Senhor Arafat, presidente do conselho executivo da Organização para a Libertação da Palestina,
Sua excelência, Ytzhak Rabin, Primeiro Ministro de Israel,
O Presidente dos Estados Unidos…
Quem não se lembra dessa farsa?
Convém não esquecer as palavras do Sr. Arafat, após assinar o acordo acima:

“Nosso conflito com o inimigo “sionista” não surge em função da demarcação de suas fronteiras, mas sim da própria existência de Israel. Em nome de Allah, eu não considero esse acordo mais do que o assinado entre o nosso profeta Maomé e a tribo Kuraish. A paz para nós implica… na destruição de Israel.”
Até o maior ignorante do Mundo percebe que o conflito NÃO É SOBRE TERRITÓRIO!
Quando a sua independência foi restaurada, em 1948, Israel abriu mão de 88% do seu território. A “Palestina” (ou como quiserem chamar-lhe) já existe: É A JORDÂNIA!

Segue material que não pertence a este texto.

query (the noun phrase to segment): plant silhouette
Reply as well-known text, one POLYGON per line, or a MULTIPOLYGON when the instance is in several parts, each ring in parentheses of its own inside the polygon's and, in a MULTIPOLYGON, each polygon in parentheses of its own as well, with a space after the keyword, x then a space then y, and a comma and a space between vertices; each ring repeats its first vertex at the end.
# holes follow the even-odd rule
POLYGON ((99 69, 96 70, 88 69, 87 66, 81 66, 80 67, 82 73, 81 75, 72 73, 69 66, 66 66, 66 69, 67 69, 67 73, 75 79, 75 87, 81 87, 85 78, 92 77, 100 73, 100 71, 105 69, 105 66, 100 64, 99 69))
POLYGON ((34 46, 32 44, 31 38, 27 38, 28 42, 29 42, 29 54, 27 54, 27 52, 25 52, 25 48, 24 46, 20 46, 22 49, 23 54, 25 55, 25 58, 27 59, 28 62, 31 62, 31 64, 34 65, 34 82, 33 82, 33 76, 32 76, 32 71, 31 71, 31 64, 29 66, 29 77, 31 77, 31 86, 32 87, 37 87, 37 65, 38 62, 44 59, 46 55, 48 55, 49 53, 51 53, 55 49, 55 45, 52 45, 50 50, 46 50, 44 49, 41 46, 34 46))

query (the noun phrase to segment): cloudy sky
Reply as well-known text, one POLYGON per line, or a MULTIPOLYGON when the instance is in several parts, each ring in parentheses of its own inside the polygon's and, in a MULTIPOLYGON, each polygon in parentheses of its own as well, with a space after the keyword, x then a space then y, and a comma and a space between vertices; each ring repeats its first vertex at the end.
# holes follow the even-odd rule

Nos últimos 15 anos, Israel tem oferecido repetidamente aos Palestinos, a independência de quase toda a Judeia e Samaria, uma parte de Jerusalém e Gaza. O que sucedeu em Gaza é significativo: Israel ofereceu esse território aos Árabes, em 2006. Em menos de 24 horas os árabes arrasaram tudo o que Israel lá deixou e que os tornaria uma Malásia do Oriente Médio, um Estado próspero e sempre com a companhia de Israel, uma potência global em cérebros. Em vez disso, os habitantes de Gaza elegeram os terroristas do Hamas e dedicam-se, desde então, a bombardear Israel e a assassinar os seus cidadãos, ao mesmo tempo que vivem da “caridade” do Mundo - os líderes na opulência e o povo na miséria.
Vale a pena também mostrar até onde Israel é capaz de ir em busca da Paz. Entre 1967 e 2011 Israel ofereceu mais de 2/3 do seu território em troca de Paz.
Os “palestinos” não estão interessados ​​numa solução de dois Estados. Há anos afirmam repetidamente que só a extinção de Israel e a erradicação dos judeus da face da Terra os satisfará.,
Abu Mazen o, supostamente moderado, terrorista que planejou o atentado à delegação Israelense nas olimpíadas de Munique, mais conhecido como Mahmoud Abbas (que ainda esta semana incitou a mais violência, dizendo que os israelitas estão poluindo os lugares sagrados de Jerusalém com os seus “pés sujos judeus”) endossa o seu predecessor, o assassino Yasser Arafat, afirmando que não irá jamais ceder, nem mesmo reconhecer Israel como Estado judeu, não importa onde as suas fronteiras sejam traçadas.
A resposta “palestina” às ofertas de paz de Israel tem sido sempre a mesma: NÃO!